In using the pymysql API (or MySQLdb), there are five things we have to remember:

  1. import pymysql
  2. connect to the database: <connection> = pymysql.connect(db="<dbname>")
  3. create a cursor object: <cursor> = <connection>.cursor()
  4. execute mysql commands: <cursor>.execute(<command string>) returns number of rows in the result
  5. retrieve results of the queries:
    • <cursor>.fetchone() returns a single row
    • <cursor>.fetchall() returns all rows
    • <cursor>.rowcount returns the number of rows

To convert the headers into data tuples, suitables for insertion with SQL queries, we have to convert the format of the date, as done by the function my_data() defined below.

import os
import pymysql
from grabpyhead import enum_fields

def my_date(data):
    """
    Converts a string such as Wed 9 Mar 2016
    into the format 2016-03-09.
    """
    months = {"Jan":"01", "Feb":"02", "Mar":"03", \
       "Apr":"04", "May":"05", "Jun":"06", \
       "Jul":"07", "Aug":"08", "Sep":"09", \
       "Oct":"10", "Nov":"11", "Dec":"12"}
    vals = data.split(' ')
    day = '%02d' % int(vals[1])
    return vals[3] + '-' + months[vals[2]] + '-' + day

The my_data function is applied in the function which formulates the query.

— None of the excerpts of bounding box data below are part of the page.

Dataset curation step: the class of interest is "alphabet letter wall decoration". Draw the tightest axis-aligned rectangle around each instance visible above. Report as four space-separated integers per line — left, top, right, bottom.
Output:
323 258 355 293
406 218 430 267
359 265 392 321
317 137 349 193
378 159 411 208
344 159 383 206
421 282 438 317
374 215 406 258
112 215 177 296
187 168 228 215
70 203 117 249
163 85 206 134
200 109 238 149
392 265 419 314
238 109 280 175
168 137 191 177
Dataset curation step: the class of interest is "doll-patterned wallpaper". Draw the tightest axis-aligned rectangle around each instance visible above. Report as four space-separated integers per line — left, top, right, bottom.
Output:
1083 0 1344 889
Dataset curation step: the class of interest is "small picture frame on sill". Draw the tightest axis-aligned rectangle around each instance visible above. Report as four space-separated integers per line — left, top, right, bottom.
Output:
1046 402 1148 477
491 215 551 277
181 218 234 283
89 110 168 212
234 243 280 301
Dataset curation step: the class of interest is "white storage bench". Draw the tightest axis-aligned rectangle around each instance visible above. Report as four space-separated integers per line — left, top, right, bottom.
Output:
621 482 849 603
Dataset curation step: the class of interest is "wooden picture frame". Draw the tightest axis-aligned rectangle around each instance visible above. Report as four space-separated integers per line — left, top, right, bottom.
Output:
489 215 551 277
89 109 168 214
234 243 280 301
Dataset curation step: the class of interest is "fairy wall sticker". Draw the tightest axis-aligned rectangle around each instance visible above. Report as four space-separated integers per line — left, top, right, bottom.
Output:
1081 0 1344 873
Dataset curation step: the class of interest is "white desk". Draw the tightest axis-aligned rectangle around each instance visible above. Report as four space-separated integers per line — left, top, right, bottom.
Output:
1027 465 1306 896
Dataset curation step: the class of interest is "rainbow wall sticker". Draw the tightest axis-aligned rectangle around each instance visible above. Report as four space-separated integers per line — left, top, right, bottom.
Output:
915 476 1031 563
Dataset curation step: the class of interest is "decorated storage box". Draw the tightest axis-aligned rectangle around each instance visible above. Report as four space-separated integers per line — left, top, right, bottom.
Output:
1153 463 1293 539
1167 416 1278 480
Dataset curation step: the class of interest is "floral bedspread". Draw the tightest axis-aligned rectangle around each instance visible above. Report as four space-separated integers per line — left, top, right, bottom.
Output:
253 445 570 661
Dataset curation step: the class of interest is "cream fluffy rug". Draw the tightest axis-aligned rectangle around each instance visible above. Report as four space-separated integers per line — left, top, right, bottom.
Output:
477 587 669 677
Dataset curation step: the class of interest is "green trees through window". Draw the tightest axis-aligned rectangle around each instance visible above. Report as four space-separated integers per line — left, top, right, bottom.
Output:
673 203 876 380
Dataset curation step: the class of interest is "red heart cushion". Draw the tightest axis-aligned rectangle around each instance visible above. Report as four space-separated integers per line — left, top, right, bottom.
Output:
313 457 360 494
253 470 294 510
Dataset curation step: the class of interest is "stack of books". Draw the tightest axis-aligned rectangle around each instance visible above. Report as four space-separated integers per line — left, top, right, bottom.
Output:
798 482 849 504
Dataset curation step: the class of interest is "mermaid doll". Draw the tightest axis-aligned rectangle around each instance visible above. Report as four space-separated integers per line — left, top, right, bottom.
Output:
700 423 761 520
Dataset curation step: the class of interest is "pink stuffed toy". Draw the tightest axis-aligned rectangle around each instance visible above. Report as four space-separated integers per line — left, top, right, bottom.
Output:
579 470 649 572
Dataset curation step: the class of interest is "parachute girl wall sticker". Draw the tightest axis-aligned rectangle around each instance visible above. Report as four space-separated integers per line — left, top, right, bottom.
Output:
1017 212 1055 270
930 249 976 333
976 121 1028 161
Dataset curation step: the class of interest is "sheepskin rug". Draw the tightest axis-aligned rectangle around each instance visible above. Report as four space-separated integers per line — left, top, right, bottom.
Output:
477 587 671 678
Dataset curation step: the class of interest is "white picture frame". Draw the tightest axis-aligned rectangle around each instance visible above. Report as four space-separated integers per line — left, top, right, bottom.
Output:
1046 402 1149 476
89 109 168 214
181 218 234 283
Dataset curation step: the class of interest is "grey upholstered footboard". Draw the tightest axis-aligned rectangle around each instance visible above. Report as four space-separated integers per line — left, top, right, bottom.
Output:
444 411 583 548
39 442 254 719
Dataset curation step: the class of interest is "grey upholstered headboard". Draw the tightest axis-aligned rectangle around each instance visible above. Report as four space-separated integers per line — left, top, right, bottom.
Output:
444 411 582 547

def insert_data(cur, doit=False):
    """
    Data is inserted into the database,
    using the cursor cur.
    """
    def insert(data):
        """
        Uses the tuple data to insert into
        the table scripts.
        """
        cmd = 'insert into scripts values (' \
            + '\"' + data[0] + '\"' + ',' \
            + '\"' + data[1] + '\"' + ',' \
            + '\"' + my_date(data[2]) + '\"' + ',' \
            + '\"' + data[3] + '\"' + ');'
        cur.execute(cmd)

Before the query is executed, we test the format of the queries first by printing each query command.

def insert_data(cur, doit=False):
    """
    Data is inserted into the database,
    using the cursor cur.
    """
    def insert(data):
        ... code omitted ...
        cur.execute(cmd)

    if doit:
        nbr = enum_fields('.', insert)
    else:
        nbr = enum_fields('.', print)
    return nbr

The filling of the table scripts, as done by the script filldb.py is defined in the function main() below. The collection of scripts is in the folder ../MCS275py.

def main():
    """
    Prints the header of all .py files
    in the current directory.
    """
    pth = os.getcwd()
    os.chdir('../MCS275py')
    ourdb = pymysql.connect(db="OurPyFiles")
    crs = ourdb.cursor()
    ans = input("really do it ? (y/n) ")
    nbr = insert_data(crs, ans == 'y')
    print('inserted %d .py files' % nbr)
    ourdb.commit()
    os.chdir(pth)

We conclude with some example queries. To sort the records in the table scripts by date d, we can do:

mysql> select * from scripts order by d;

The * is a wild card, the returned table contains all fields of scripts.

To retrieve date and file name of all quiz scripts:

mysql> select d, f from scripts where t = "Q";

A script to view all rows is viewdbdata.py, with main function shown below.

import pymysql

def main():
    """
    Executes a simple query to the database.
    """
    db = pymysql.connect(db="OurPyFiles")
    c = db.cursor()
    q = 'select * from scripts order by d'
    lc = c.execute(q)
    print('found %d rows' % int(lc))
    while True:
         print(c.fetchone())
         ans = input('see more ? (y/n) ')
         if ans != 'y': break

For more on formulating queries in Python, see http://www.python.org/doc/topics.

Exercises

  1. Extend the script filldb.py so that it also recursively looks for .py files in all subdirectories.
  2. The database is not normalized because type, number, and dates are redundant. Use mysql to select from scripts to create a table typedates to store only data like "L-25" and "8 Mar 2017". Select from scripts to create a table typefiles to store "L-25" and "viewdbdata.py".
  3. Modify the Python script filldb.py so it fills the tables typedates and typefiles (defined in the previous exercise) while scanning the .py files.
  4. Extend the script viewdbdata.py asking for sorting directives. There are 32 possible orders.